Of all the countries in the Arab world, Egypt is the most vulnerable to global warming. The rising sea 
level predicted by climate change models threatens to flood large swaths of the Delta, Egypt’s 
breadbasket (see Figure 2), undermining Egypt’s food security and threatening the livelihoods of millions 
of agricultural workers. Key population centers are also at risk, most notably the cities of Alexandria and 
Port Said. Additionally, rising mean temperatures will have a negative impact on Egypt’s ability to grow 
enough food to feed its burgeoning population, causing further disruptions in the agricultural sector that 
presently employs over 30% of the workforce.
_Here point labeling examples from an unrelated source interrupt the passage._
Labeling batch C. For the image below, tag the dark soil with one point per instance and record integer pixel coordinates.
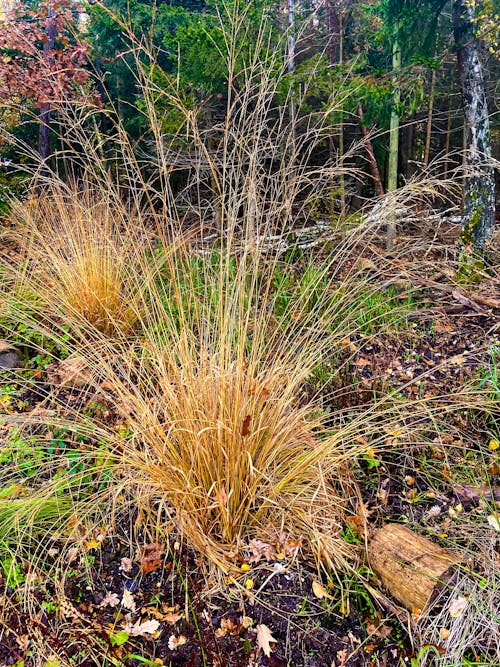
(446, 345)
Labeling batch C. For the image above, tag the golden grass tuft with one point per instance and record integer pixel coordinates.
(79, 250)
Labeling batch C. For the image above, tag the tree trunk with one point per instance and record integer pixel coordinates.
(379, 189)
(428, 133)
(447, 141)
(44, 147)
(478, 210)
(392, 175)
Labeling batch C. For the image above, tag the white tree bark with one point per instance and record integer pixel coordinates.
(478, 212)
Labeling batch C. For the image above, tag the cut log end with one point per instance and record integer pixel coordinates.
(412, 568)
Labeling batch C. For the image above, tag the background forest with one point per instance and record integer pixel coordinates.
(249, 300)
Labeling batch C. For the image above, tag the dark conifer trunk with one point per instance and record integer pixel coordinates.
(478, 213)
(44, 147)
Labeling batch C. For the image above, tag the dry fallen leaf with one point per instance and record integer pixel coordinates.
(174, 642)
(141, 629)
(128, 600)
(126, 564)
(110, 600)
(494, 522)
(265, 639)
(320, 591)
(227, 627)
(457, 607)
(378, 629)
(151, 558)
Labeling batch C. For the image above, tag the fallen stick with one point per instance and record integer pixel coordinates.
(410, 567)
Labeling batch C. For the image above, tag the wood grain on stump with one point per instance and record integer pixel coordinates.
(409, 566)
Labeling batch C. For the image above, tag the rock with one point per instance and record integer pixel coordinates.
(10, 358)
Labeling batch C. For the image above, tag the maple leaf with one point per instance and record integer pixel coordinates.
(174, 642)
(320, 591)
(265, 639)
(126, 564)
(128, 600)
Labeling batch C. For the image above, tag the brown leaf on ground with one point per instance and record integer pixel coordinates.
(473, 494)
(245, 427)
(141, 629)
(320, 591)
(265, 639)
(151, 558)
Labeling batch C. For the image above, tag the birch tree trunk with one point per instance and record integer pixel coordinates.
(478, 210)
(392, 175)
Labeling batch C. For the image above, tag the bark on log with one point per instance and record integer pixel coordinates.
(410, 567)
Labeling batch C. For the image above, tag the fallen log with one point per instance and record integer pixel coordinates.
(410, 567)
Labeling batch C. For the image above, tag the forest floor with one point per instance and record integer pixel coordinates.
(159, 606)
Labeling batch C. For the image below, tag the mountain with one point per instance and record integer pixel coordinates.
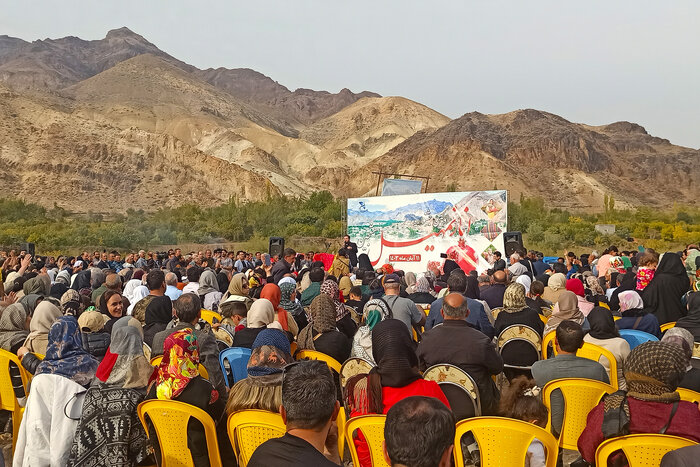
(542, 154)
(102, 124)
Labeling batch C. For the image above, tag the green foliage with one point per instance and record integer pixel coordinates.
(319, 215)
(553, 229)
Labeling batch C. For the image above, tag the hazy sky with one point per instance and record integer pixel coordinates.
(593, 62)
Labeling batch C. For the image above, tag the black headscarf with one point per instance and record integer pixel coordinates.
(691, 321)
(473, 288)
(662, 296)
(363, 263)
(82, 281)
(602, 323)
(159, 312)
(629, 282)
(222, 281)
Not least among the threats is the potential impact on 
rainfall patterns in highland Ethiopia, the source of over 80% of the Nile River flow reaching Egypt. 
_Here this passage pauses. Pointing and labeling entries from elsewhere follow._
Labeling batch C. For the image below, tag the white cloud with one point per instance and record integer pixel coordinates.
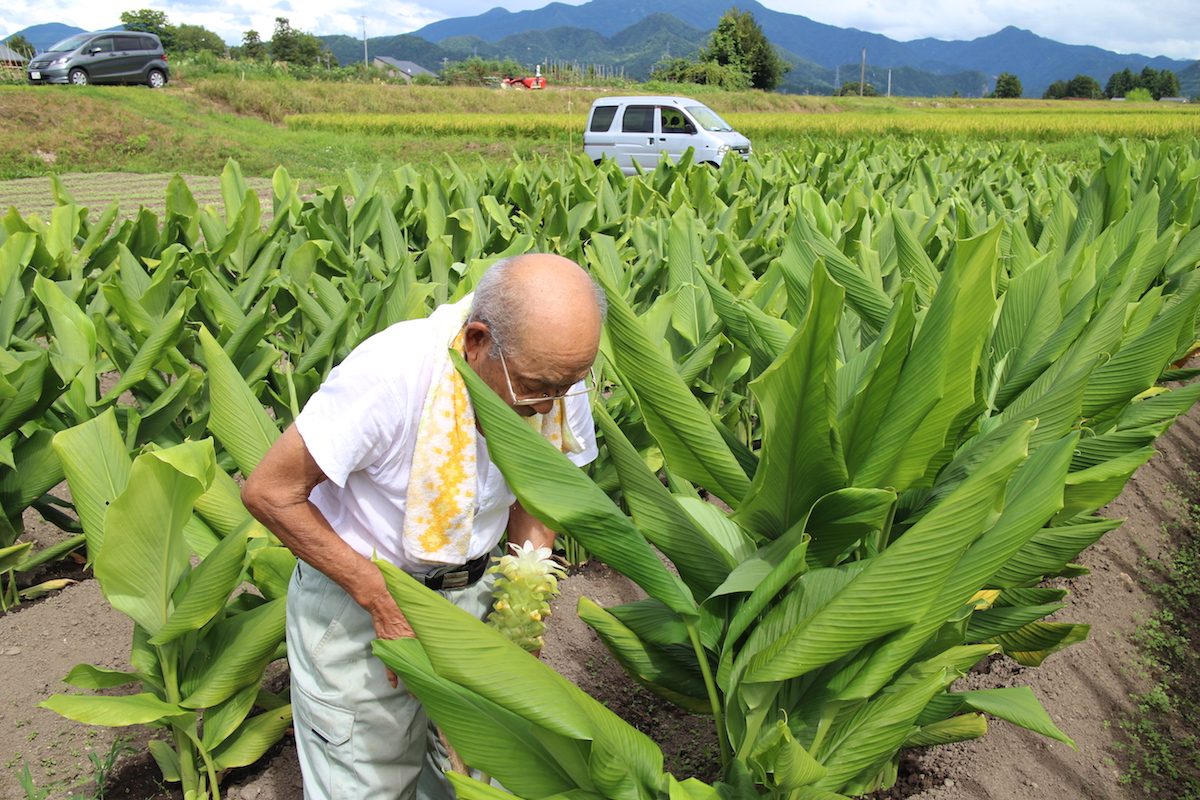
(1113, 24)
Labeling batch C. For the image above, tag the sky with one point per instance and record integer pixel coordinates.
(1169, 28)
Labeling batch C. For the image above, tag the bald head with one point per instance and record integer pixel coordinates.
(538, 300)
(534, 329)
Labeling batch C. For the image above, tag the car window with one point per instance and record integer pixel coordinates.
(673, 121)
(601, 118)
(69, 43)
(708, 119)
(637, 119)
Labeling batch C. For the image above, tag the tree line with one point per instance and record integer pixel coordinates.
(736, 56)
(1147, 84)
(287, 43)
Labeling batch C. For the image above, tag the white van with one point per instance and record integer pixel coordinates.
(639, 130)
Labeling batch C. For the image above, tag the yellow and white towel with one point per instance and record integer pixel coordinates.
(441, 500)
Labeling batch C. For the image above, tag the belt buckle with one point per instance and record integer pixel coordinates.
(456, 579)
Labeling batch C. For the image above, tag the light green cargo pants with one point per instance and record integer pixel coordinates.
(357, 737)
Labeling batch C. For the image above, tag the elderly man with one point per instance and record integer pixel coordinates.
(387, 458)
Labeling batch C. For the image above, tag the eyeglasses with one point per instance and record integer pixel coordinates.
(537, 401)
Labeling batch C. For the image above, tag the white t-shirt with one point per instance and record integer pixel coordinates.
(360, 427)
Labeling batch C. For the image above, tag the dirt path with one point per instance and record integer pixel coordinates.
(96, 191)
(1086, 689)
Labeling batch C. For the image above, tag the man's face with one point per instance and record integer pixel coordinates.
(535, 371)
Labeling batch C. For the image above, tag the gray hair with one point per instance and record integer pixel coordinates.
(498, 305)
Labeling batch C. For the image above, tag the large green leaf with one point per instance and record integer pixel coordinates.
(255, 738)
(557, 492)
(144, 554)
(703, 563)
(238, 419)
(941, 367)
(208, 589)
(648, 663)
(237, 651)
(802, 455)
(117, 711)
(681, 425)
(1015, 704)
(623, 762)
(895, 589)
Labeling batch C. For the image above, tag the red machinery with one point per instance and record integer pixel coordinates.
(529, 82)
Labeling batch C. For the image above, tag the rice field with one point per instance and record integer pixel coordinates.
(909, 118)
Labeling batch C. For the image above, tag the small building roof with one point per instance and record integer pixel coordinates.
(407, 67)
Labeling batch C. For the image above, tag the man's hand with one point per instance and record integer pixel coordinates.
(390, 624)
(277, 494)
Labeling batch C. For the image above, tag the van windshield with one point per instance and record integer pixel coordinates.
(708, 119)
(70, 43)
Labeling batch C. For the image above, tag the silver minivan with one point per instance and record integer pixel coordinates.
(103, 56)
(640, 130)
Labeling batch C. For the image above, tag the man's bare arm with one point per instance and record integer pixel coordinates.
(277, 495)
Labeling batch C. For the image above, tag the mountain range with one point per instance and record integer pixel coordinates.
(631, 37)
(811, 46)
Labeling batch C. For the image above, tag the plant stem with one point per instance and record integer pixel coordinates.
(714, 701)
(187, 775)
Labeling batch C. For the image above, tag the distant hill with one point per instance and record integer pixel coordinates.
(1189, 80)
(403, 47)
(636, 49)
(42, 36)
(1036, 60)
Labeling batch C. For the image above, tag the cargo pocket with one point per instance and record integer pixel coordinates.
(328, 729)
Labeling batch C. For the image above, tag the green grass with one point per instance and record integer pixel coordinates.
(193, 127)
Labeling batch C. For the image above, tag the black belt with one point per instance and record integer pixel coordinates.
(460, 577)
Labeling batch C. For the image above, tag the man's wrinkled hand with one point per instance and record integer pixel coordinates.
(390, 624)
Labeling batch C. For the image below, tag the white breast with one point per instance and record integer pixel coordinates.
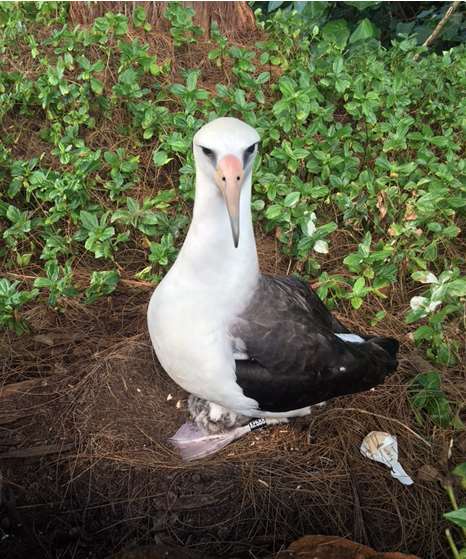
(189, 329)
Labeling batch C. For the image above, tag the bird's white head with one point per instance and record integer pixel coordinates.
(224, 151)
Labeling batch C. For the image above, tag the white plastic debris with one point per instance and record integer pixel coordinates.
(383, 447)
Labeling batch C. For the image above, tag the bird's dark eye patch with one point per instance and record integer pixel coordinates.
(247, 153)
(207, 152)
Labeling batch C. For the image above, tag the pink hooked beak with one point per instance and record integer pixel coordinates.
(229, 178)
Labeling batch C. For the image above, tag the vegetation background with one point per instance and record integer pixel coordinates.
(359, 188)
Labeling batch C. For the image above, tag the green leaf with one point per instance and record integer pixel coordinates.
(365, 30)
(458, 517)
(287, 86)
(336, 32)
(274, 211)
(292, 199)
(362, 5)
(97, 86)
(160, 158)
(88, 220)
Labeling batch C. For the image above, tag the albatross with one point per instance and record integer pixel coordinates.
(242, 343)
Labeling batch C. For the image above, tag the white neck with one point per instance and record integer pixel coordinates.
(208, 251)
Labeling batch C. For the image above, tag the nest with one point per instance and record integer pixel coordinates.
(85, 417)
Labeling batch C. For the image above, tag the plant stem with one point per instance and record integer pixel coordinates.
(452, 544)
(439, 26)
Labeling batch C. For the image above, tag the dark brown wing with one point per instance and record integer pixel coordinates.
(295, 359)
Given Egypt’s near total dependence on the Nile for its fresh water, either a reduction in average 
precipitation or a greater variation in annual rainfall in Ethiopia would seriously challenge the 
sustainability of Egyptian society. 

The potentially stark consequences of climate change for Egypt led The American University in Cairo to 
undertake the first carbon footprint study in 2011 of an institution of higher education in the Middle East and North Africa (MENA). The study also responds to a concern about the sustainability of AUC’s own 
operations after the University moved most of its activities from a small 90-year-old campus in 
Downtown Cairo to a new 260-acre campus in the sprawling desert suburb of New Cairo, about 35 km to 
the southeast of the Downtown campus. 

Carbon footprints are widely used as a measure of the impact of human activities on global warming. A carbon footprint calculates net greenhouse gas (GHG) emissions over time, typically one or more years. The World Resources Institute describes the term as “a representation of the effect you, or your 
organization, have on the climate in terms of the total amount of greenhouse gases produced (measured in units of carbon dioxide). A carbon footprint offers a means to identify carbon emission sources, and to 
evaluate progress in the reduction of these emissions. In AUC’s case, a principal goal of the study is to 
develop information that can be used to mitigate climate change by reducing AUC’s own greenhouse gas 
emissions. A second important goal is to strengthen the University’s finances for the long term by 
permanently reducing its appetite for carbon-based energy sources like natural gas, electricity, gasoline 
and diesel fuel that must be purchased from third parties. Finally, our footprint study is designed to 
provide a replicable model and methods that can be adopted by other institutions of higher education in 
the MENA region to calculate and evaluate their own carbon emissions.